Era plenamente conciente que su manera de encarar la disciplina lo llevaba
peligrosamente a las fronteras de la confrontación política, mucho más en una Argentina
en la que un antagonista irreconciliable con las lecturas históricas del “revisionismo” y
un antiperonista tenaz estaba casi condenado a caminar por la intemperie, incluso
asumiendo riesgos personales. En 1966 debió renunciar a su cátedra en la Universidad
de Buenos Aires por su oposición a la dictadura de Onganía, por lo que tuvo que
exiliarse y trabajar en el exterior, en muy prestigiosas universidades como Oxford o
Berkeley. “Toda mi vida fue afectada por la política. Fui antiperonista casi como un
destino; no es que lo eligiera, ahí caí y afronté las consecuencias”, confesó en sus
memorias.
Su obra es de lectura indispensable pero siempre difícil. Y como ante las grandes obras,
bien vale la pena dobles o triples lecturas, siempre devolverán cosas nuevas e
inteligentes, aunque cueste.

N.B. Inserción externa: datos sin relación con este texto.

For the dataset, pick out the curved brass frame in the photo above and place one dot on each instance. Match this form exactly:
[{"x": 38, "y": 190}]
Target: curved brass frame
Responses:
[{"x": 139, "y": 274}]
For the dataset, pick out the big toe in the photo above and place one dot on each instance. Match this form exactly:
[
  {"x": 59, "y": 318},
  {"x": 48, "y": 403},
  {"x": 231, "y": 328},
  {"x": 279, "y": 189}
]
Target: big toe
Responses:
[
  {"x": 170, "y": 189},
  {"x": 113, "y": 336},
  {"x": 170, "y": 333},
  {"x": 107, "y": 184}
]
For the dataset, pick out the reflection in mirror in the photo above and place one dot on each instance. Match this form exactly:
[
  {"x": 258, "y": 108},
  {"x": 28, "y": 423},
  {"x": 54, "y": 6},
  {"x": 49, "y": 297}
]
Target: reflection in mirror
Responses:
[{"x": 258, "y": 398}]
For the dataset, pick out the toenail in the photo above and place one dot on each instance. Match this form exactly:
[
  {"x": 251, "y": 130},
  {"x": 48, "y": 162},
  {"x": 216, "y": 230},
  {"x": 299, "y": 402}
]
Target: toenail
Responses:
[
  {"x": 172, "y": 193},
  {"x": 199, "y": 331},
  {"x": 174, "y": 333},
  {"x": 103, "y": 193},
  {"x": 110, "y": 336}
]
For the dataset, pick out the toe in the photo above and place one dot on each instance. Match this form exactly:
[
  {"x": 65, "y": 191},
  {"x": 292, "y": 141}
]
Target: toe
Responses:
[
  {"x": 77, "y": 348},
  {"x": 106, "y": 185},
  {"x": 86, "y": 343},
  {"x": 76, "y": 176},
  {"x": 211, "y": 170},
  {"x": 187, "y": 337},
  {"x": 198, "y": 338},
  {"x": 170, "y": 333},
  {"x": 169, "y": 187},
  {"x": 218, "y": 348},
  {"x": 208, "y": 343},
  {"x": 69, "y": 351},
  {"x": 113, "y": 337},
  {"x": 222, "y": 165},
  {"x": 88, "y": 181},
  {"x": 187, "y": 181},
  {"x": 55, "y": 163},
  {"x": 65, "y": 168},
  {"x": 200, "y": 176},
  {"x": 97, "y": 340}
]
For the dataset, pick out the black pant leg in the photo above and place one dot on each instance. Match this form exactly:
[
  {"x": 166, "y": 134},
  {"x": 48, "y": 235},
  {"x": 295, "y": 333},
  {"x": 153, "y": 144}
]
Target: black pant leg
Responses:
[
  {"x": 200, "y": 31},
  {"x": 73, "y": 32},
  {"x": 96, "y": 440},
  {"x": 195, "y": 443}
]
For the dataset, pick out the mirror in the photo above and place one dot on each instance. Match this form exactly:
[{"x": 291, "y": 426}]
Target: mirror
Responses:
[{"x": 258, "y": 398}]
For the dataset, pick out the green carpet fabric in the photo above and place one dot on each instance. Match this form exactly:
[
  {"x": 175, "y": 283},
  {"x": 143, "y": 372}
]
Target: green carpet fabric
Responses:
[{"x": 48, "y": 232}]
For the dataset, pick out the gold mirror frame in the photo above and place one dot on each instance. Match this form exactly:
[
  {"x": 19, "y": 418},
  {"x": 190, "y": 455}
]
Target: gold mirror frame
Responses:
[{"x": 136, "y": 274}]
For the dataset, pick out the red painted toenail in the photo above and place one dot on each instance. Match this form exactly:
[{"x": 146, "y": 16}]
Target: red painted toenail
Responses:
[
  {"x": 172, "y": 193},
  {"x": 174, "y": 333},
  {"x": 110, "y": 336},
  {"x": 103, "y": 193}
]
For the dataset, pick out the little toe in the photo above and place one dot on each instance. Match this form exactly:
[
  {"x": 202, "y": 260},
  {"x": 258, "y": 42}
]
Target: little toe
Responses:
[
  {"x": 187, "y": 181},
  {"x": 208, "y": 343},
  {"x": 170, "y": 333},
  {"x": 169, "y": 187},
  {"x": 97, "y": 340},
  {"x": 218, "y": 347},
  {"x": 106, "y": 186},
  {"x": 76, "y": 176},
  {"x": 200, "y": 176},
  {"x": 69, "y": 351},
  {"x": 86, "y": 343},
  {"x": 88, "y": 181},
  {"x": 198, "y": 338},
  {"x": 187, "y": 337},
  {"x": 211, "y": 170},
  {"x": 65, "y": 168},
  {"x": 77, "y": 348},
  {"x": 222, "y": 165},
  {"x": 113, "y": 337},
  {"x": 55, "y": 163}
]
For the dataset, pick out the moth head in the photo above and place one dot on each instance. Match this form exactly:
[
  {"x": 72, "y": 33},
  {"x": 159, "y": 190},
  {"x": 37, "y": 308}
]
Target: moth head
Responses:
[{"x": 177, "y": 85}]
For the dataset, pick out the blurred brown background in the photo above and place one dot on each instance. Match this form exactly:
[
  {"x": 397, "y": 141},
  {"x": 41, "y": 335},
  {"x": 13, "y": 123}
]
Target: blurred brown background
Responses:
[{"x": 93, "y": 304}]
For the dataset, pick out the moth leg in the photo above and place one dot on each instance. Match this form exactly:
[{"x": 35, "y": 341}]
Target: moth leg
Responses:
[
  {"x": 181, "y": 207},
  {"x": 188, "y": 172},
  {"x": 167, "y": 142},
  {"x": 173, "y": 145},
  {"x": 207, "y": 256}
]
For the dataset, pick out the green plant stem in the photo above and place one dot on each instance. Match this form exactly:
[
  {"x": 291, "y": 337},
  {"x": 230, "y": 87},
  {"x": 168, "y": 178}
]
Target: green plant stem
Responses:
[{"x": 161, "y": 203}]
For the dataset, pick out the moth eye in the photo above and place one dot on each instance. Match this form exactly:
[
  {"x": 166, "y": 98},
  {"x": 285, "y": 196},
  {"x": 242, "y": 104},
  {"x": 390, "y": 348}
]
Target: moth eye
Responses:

Sobre su prosa se ha escrito y se ha dicho muchísimo, desde
las quejas de los estudiantes a las protestas de los colegas, exigidos a interactuar con
textos densos y brillantes, que no admitían lecturas dóciles ni simplificaciones
esquemáticas. Puede decirse que esa escritura tan difícil era la expresión de su
pensamiento profundo e irónico, de una arborescencia reflexiva que a menudo
desbordaba la gramática, con sus eternas digresiones y subordinaciones. Escucharlo
hablar era también una tarea fascinante pero exigente: cautivaba a sus interlocutores aun
provocándolos y sus argumentos siempre eran fundados aunque nunca lineales. En los
debates en los congresos seducía con su extraordinaria erudición y con su rapidez
mental, que en los últimos tiempos contrastaba tanto con la fragilidad manifiesta de su
cuerpo. Y sin embargo, hasta los últimos momentos, demostró mantener una mente
poderosa, aguda, punzante.
Murió lejos de la Argentina, país al que más allá de su estilo amaba y sobre el que
siempre mantuvo un interés casi obsesivo. También quería y conocía muy bien al
Uruguay, en donde siempre tuvo la mejor hospitalidad en la casa de sus entrañables
amigos, Juan Oddone y Blanca Paris. Fue en esas veladas interminables que muchos
historiadores uruguayos pudimos conocerlo de cerca, discutiendo, admirándolo, también
cuidándonos de no caer bajo su ironía inclemente. Tampoco fue casual su estrecho
vínculo con Carlos Real de Azúa, a quien quiso y admiró mucho, como da cuenta su
extraordinario prólogo al primer tomo de sus “Escritos”. Más allá de diferencias,
ambos tenían también mucho en común, en especial una inteligencia casi “maliciosa” y
un sentido del humor temible.
Como bien ha dicho su amiga Beatriz Sarlo, “nos hará falta”. Lo extrañaremos, aunque
de seguro podremos reencontrarnos con él leyéndolo y releyéndolo a fondo, hurgando
en su genialidad y en las pistas e hipótesis que ha dejado sobre el pasado
latinoamericano. Aunque era un argentino sin remedio (lo que sin duda nunca me
hubiera animado a decirle), nunca lo vi cultivar el nacionalismo historiográfico, esa
manera provinciana de historiar que no es para estos tiempos. Eso lo hacía más
universal y, al mismo tiempo, le daba la distancia necesaria para entender más los
enigmas argentinos, que tanto le obsesionaban. Lo recuerdo bien rechazando los elogios
que se le hacían, casi que enojándose con ellos. Sin embargo, cuesta mucho ante su
muerte no recordarlo como un maravilloso historiador, como un intelectual apasionado
con la indagación del pasado, que sin embargo no rehuyó la vía del ensayo para jugar
también su papel en la comprensión del tiempo que le había tocado vivir. Su vida y su
obra constituyen un rico testimonio de lo que puede ser el legado de un intelectual.